Wednesday, October 6, 2010

It Just Doesn’t Add Up

While business borrowers and mortgagors breathed a sigh of relief that the reserve Bank Board decided to leave interest rates on hold, there continue to be signs that not all is well in the Australian economy, and consequently in the Australian community. Today, we have seen the call by Shadow Treasurer Joe Hockey for industrial relations policy to be reformed yet again. The opposition leader may have declared Work Choices to be “dead, buried and cremated” during the election campaign, but there is every indication that certain elements of that policy remain very much on the coalition agenda. Specifically, exemptions from unfair dismissal laws for small business along with individual contracts, which were both key features of Work Choices, are likely to be objectives of any revision to Coalition policy. Of course, Tony Abbott promised that current industrial relations laws would remain unchanged for this term of parliament, but as he did not win the election it’s fair to say that all bets are off and the Coalition is free to rewrite its policy any way it wants.

This comes at a time when it has been revealed that the much vaunted benefits of the resources boom and the resilient response to the Global Financial Crisis has come at the cost of declining wages and conditions for ordinary Australians. A report by the Sydney University Workplace Research Centre has found that while workers in the mining sector have done very well, people employed in retail, hospitality, and community services such as health, are experiencing reduced hours, a move to casual and part time jobs, and wages growth which is failing to keep pace with inflation. In other words, they are literally going backwards. At the same time, essential goods and services such as electricity and many grocery items are increasing in price at a rate above inflation. It all adds up to a significant number of people finding it increasingly difficult to make ends meet at a time when we are all being told how well we are doing. For those people it just doesn’t add up.

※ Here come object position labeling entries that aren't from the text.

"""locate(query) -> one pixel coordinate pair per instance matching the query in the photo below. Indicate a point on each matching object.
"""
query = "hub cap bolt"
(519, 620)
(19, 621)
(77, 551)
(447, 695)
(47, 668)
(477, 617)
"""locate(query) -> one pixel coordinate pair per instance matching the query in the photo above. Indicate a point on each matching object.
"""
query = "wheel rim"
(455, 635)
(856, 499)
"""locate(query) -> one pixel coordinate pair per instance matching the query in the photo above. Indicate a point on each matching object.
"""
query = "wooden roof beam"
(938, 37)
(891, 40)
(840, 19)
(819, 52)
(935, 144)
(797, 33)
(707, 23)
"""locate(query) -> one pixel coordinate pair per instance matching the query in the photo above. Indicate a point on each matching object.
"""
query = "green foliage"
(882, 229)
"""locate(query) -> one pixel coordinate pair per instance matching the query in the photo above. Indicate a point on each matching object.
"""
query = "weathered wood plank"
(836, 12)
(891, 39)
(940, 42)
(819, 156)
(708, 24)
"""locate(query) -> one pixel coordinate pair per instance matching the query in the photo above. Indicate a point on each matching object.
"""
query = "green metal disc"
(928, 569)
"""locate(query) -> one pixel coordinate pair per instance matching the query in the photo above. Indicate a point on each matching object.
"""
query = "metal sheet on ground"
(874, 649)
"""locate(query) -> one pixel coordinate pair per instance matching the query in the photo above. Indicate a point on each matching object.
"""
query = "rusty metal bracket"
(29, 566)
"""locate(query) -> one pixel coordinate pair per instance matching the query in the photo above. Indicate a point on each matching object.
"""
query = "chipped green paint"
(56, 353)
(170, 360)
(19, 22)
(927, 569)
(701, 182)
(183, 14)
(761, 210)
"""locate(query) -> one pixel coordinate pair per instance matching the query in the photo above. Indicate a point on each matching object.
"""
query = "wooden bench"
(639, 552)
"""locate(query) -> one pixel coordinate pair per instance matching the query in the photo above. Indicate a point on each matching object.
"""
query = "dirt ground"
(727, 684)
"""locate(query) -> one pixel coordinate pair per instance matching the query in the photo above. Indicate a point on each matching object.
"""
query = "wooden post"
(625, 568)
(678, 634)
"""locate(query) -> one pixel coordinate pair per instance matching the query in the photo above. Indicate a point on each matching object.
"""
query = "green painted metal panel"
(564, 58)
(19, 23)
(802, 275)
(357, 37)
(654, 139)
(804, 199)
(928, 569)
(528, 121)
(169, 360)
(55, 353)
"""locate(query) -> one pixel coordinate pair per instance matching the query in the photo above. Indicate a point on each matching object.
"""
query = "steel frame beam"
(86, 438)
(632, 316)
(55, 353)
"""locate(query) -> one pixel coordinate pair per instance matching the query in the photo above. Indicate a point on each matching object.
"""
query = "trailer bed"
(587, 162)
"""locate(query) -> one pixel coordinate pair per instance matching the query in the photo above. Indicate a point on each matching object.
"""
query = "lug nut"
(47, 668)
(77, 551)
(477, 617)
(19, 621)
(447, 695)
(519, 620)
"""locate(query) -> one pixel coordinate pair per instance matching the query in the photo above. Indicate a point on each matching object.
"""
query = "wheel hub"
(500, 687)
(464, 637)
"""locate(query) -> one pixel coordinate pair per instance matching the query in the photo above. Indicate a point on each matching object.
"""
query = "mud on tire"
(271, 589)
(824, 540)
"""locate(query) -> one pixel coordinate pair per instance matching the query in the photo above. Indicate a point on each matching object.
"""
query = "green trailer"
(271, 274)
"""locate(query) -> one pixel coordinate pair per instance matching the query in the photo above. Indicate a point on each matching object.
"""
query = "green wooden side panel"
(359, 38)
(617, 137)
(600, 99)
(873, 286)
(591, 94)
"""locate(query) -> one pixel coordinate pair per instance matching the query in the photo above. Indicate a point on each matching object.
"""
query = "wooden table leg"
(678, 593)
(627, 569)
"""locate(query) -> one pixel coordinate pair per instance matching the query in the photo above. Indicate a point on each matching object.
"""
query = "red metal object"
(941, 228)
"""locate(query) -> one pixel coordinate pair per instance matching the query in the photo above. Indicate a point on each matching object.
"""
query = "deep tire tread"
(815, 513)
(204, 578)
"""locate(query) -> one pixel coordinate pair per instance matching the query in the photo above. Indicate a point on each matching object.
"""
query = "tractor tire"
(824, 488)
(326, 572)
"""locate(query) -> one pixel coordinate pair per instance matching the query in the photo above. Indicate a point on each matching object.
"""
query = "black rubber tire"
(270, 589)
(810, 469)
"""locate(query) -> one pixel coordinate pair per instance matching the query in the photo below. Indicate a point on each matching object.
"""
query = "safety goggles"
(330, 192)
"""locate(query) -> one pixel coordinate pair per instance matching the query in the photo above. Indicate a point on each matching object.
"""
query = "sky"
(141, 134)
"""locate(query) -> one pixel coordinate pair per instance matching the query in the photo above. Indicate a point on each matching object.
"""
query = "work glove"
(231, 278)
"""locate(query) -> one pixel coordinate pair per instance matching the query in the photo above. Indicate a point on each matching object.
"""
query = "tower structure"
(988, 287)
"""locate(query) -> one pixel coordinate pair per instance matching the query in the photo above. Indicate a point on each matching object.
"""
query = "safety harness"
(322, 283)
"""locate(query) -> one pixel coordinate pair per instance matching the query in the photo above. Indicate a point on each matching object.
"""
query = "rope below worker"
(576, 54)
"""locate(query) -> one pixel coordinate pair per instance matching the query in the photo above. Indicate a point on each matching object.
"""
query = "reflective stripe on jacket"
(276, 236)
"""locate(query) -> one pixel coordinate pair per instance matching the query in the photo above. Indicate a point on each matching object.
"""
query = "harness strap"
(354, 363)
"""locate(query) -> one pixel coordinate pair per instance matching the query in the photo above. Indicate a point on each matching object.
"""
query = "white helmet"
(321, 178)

Further to this, the Sydney Morning Herald has used figures from the Australian Bureau of Statistics to make a comparison between what would have once been described as “working class” suburbs and the suburbs which are home to our highest income earners. The result is that in the five years from 2003 to 2008 the eastern suburbs average income increased from two and a half times the western suburbs average up to almost three times. As they say, the rich get richer… The same effect can be seen more broadly with the rate of average wages growth being rapidly outstripped by the growth in executive salaries, with CEO pay packets exploding in the past twenty years. Now there’s nothing wrong with top people being paid top money, but there is a structural problem for both the economy and the community as a whole when ordinary people can no longer afford to pay for the goods and services that they themselves produce. You simply cannot have a consumer economy without consumers.

Neither bringing back Work Choices, nor pushing up interest rates can fix that.